Abbassò lo sguardo, mentre Harry, Ron e Hermione si scambiavano un’occhiata senza sapere che cosa dire. Era la prima volta che Neville accennava al loro incontro all’ospedale dei maghi.
Nel frattempo, un fiorente mercato nero di sostanze capaci di accrescere concentrazione, agilità mentale e prontezza di riflessi fioriva tra gli studenti del quinto e del settimo anno. Harry e Ron furono molto tentati dall’Elisir Cerebro di Baruffio offerto loro da Eddie Carmichael, uno studente del sesto anno di Corvonero, che gli attribuiva tutto il merito dei nove “Eccezionale” ottenuti al G.U.F.O. l’estate precedente, e ne offriva un’intera pinta per soli dodici galeoni.
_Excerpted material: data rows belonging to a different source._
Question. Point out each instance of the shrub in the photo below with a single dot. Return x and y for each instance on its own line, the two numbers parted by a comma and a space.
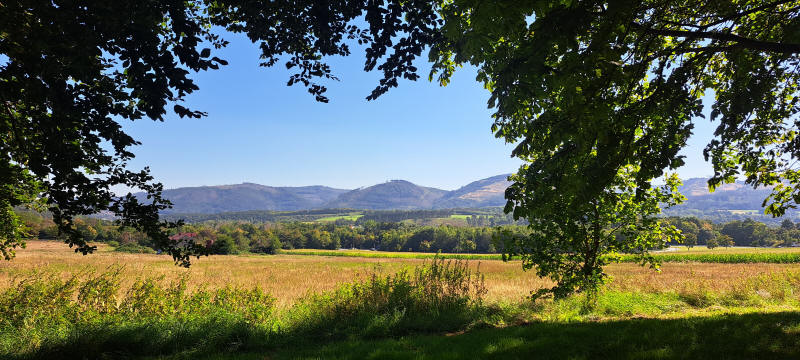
134, 248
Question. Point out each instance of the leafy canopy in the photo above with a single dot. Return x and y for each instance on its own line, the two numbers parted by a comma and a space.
70, 72
600, 97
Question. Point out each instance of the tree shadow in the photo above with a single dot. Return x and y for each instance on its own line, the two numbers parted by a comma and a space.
729, 336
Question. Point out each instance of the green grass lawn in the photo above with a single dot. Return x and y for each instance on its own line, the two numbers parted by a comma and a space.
728, 336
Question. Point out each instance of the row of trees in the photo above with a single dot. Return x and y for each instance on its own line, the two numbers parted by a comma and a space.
233, 238
746, 232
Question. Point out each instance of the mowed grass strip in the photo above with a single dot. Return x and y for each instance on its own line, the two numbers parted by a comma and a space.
788, 257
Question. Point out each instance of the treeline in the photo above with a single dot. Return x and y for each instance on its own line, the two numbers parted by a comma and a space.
746, 232
474, 217
231, 238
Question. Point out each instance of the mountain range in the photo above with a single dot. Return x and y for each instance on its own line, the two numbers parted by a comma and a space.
394, 194
404, 195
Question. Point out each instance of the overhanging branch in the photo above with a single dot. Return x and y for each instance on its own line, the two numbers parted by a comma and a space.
743, 42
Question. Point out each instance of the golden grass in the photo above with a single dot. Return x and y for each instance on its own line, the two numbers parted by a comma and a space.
289, 277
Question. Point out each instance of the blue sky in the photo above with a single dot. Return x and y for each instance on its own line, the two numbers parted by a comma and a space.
259, 130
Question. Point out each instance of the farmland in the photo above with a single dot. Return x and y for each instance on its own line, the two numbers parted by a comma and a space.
268, 301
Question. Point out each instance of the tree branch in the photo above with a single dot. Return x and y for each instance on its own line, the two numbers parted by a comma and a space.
781, 48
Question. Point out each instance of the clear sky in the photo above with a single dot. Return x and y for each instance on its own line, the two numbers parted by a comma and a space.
259, 130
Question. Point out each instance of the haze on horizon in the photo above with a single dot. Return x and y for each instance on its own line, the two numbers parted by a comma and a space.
258, 130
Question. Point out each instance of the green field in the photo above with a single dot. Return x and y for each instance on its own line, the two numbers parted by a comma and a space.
58, 304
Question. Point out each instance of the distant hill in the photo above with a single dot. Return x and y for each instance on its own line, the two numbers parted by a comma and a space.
395, 194
737, 199
247, 196
734, 196
482, 193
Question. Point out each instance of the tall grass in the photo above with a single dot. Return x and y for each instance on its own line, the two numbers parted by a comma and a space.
89, 316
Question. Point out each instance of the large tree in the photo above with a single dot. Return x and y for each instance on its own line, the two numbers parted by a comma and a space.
72, 71
588, 90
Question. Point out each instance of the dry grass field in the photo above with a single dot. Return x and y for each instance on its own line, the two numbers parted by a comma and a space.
290, 277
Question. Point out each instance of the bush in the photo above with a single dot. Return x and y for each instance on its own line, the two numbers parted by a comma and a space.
134, 248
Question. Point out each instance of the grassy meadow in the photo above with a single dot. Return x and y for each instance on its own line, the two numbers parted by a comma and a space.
53, 301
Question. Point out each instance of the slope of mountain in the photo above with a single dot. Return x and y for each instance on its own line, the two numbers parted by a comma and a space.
395, 194
400, 194
247, 196
734, 196
481, 193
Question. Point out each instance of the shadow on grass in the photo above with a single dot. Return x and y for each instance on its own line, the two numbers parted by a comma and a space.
730, 336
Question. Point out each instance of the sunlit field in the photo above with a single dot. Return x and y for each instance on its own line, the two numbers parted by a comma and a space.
289, 277
289, 306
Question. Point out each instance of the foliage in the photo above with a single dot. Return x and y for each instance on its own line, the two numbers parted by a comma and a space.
586, 89
571, 245
134, 248
72, 72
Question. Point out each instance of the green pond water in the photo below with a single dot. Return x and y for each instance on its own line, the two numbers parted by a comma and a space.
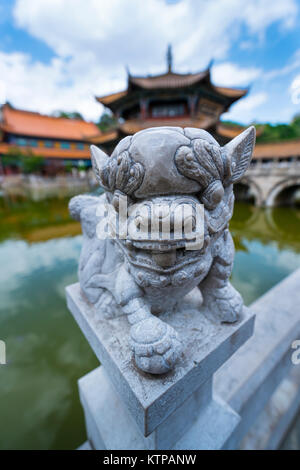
46, 352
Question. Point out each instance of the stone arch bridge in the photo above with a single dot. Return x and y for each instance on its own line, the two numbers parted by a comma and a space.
272, 182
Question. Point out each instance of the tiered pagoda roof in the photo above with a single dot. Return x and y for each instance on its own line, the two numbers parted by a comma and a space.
167, 86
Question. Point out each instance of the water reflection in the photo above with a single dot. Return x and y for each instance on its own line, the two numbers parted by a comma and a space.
46, 352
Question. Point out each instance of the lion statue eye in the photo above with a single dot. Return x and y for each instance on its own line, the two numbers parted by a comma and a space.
213, 195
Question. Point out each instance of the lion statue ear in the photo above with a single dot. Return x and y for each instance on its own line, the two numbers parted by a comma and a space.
238, 153
99, 162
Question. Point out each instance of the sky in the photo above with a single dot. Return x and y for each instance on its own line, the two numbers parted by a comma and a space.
59, 54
Ron assicurò Harry che gli avrebbe restituito il denaro appena fosse uscito da Hogwarts e avesse trovato un lavoro, ma prima che potessero concludere l’affare, Hermione confiscò la bottiglia di Elisir a Carmichael e la vuotò dentro un water.
«Ma Hermione, noi volevamo comprarla!» urlò Ron.
«Sciocchezze!» sbuffò Hermione. «Tanto varrebbe comprare gli artigli di drago in polvere di Harold Dingle».
«Dingle vende artigli di drago in polvere?» chiese interessato Ron.
«Non più. Ho confiscato anche quelli. Lo sai che nessuna di queste cose funziona davvero».